Kevin Murphy, February 25, 2019, Domain Policy

The future of .io domains may have been cast into doubt, following a ruling from the UN’s highest court.
The International Court of Justice this afternoon ruled (pdf) by a 13-1 majority that “the United Kingdom is under an obligation to bring to an end its administration of the Chagos Archipelago as rapidly as possible”.
The Chagos Archipelago is a cluster of islands that the UK calls the British Indian Ocean Territory.
It was originally part of Mauritius, but was retained by the UK shortly before Mauritius gained independence in 1968, so a strategic US military base could be built on Diego Garcia, one of the islands.
The native Chagossians were all forcibly relocated to Mauritius and the Seychelles over the next several years. Today, most everyone who lives there are British or American military.
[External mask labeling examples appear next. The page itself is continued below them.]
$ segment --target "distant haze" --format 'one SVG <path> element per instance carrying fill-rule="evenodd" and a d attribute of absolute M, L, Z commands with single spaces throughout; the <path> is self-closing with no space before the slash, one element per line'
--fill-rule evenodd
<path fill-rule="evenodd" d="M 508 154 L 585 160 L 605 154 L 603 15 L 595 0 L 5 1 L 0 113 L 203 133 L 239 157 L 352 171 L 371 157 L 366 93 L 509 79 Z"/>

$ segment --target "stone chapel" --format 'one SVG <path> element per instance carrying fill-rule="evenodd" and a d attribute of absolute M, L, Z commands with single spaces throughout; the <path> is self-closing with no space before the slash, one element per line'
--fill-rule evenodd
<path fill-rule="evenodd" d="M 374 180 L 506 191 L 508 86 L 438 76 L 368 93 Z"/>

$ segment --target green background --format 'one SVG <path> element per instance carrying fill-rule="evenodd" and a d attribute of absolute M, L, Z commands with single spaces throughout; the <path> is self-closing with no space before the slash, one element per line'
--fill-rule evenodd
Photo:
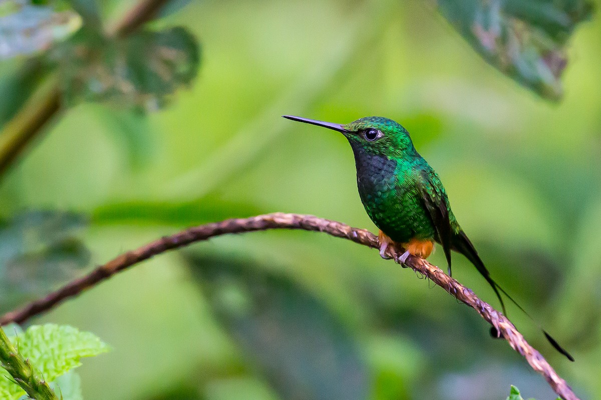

But the ICJ ruled today, after decades of Mauritian outrage, that “the process of decolonization of Mauritius was not lawfully completed when that country acceded to independence in 1968, following the separation of the Chagos Archipelago”.
So BIOT, if the UK government follows the ruling, may cease to exist in the not-too-distant future.
BIOT’s ccTLD is .io, which has become popular with tech startups over the last few years and has over 270,000 domains.
It’s run by London-based Internet Computer Bureau Ltd, which Afilias bought for $70 million almost two years ago.
Could it soon become a ccTLD without a territory, leaving it open to retirement and removal from the DNS root?
It’s not impossible, but I’ll freely admit that I’m getting into heavy, early speculation here.
There are a lot of moving parts to consider, and at time of writing the UK government has not even stated how it will respond to the non-binding ICJ ruling.
Should the UK abide by the ruling and wind down BIOT, its IO reservation on the ISO 3166-1 alpha-2 list could then be removed by the International Standards Organisation.
That would mean .io no longer fits the ICANN criteria for being a ccTLD, leaving it subject to forced retirement.
Retired TLDs are removed from the DNS root, meaning all the second-level domains under them stop working, obviously.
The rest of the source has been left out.